5. O talentoso Mr. Ripley, Patricia Highsmith: Tom Ripley é um tímido e pacato jovem que sobrevive na selva urbana de Nova York até que um estranho pedido o coloca na direcção das belas praias da Sicília...Onde coisas irão começar a suceder. Clássico da literatura policial recheado de humor negro.
6. Intérprete de Males, Jhumpa Lahiri: autora americana filha de pais indianos que em 2000 ganhou o prémio Pulitzer de ficção com este mesmo livro. Um conjunto de contos em que partindo de situações por vezes tão simples como um corte de electricidade ou a compra de peixe fresco, Lahiri desenvolve com sobriedade e sem floreados os temas da integração e do multiculturalismo.
7. O Amante, Marguerite Duras: considerado autobiográfico é a história de uma rapariga de 15 anos que se envolve com um magnata chinês mais velho, em Saigon nos anos 30. É também uma história sobre famílias complicadas, vida colonial e envelhecimentos precoces. Uma experiência íntima de auto-reflexão escrita de um modo que nos faz sentir como se estivéssemos a flutuar.
8. Sombras Queimadas, Kamila Shamsie: narrativa épica que começa em 1945 no Japão, passa pela divisão entre a Índia e o Paquistão e termina no 11 de Setembro. Muitas questões pertinentes para os dias de hoje, escrita fluida e cuidada e personagens bem desenvolvidas.
9. Meio Sol Amarelo, Chimamanda Ngozi Adichie: história de amor e coragem que tem como pano de fundo o período desde o nascimento do Biafra em 1967 até à sua morte em 1970 depois da guerra com a Nigéria. Uma catástrofe com mais de 2 milhões de mortos. Achei o tema interessante, mas não gostei muito do livro em si.

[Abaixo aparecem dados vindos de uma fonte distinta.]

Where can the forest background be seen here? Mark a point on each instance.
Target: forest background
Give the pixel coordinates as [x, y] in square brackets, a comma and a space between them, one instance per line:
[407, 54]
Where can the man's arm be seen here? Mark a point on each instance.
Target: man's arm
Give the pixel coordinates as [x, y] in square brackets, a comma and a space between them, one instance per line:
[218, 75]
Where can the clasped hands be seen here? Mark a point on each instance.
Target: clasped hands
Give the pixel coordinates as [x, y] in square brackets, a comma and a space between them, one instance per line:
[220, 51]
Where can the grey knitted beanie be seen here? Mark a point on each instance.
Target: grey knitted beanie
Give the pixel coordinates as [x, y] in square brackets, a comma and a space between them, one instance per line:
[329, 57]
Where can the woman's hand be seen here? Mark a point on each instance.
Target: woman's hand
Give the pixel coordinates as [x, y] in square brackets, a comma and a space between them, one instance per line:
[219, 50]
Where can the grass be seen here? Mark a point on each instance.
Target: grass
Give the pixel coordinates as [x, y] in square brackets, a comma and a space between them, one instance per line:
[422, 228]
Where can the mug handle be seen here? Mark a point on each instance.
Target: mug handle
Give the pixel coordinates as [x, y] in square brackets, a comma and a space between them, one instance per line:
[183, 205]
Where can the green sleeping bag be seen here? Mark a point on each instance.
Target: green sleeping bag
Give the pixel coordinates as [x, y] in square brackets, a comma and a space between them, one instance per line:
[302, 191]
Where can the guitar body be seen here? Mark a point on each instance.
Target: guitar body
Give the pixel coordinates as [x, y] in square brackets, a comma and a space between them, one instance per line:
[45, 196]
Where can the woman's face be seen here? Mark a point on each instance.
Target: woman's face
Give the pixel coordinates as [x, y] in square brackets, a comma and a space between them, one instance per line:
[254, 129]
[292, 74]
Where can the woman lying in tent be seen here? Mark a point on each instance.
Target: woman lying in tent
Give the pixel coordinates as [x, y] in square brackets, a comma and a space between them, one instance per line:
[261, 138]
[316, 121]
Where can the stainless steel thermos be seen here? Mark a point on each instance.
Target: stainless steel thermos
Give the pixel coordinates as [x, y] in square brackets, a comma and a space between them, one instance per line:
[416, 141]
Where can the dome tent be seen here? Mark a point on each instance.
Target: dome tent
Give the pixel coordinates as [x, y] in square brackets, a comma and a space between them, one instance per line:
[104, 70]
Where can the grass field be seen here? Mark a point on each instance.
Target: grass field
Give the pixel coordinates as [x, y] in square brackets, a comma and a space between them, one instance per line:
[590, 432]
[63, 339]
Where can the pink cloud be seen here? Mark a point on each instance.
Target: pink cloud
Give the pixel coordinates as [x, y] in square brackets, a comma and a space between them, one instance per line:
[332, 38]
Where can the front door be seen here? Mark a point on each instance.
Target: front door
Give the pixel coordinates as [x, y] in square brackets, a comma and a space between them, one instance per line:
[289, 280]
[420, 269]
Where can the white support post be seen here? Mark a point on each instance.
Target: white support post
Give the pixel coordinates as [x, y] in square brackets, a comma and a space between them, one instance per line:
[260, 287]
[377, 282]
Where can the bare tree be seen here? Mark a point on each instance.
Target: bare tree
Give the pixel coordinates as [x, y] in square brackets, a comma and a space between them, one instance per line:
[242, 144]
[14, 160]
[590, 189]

10. O Papel de Parede Amarelo, Charlotte Perkins Gilman: nascida em 1860 no Connecticut Gilman foi uma proeminente feminista, socióloga e escritora. The Yellow Wallpaper (1891) é sobre uma mulher que sofre de depressão e que, proibida de fazer qualquer actividade, vai ficando obcecada com o papel de parede do quarto. Numa primeira leitura um bom conto de mistério\terror, mas nas entrelinhas uma acutilante crítica à opressão sobre as mulheres: a infantilização; o confinamento exclusivo ao lar que prejudica a sua saúde mental e a sua redução a um mero instrumento reprodutor. Apetece-me imprimir este livro e distribuí-lo por toda a gente.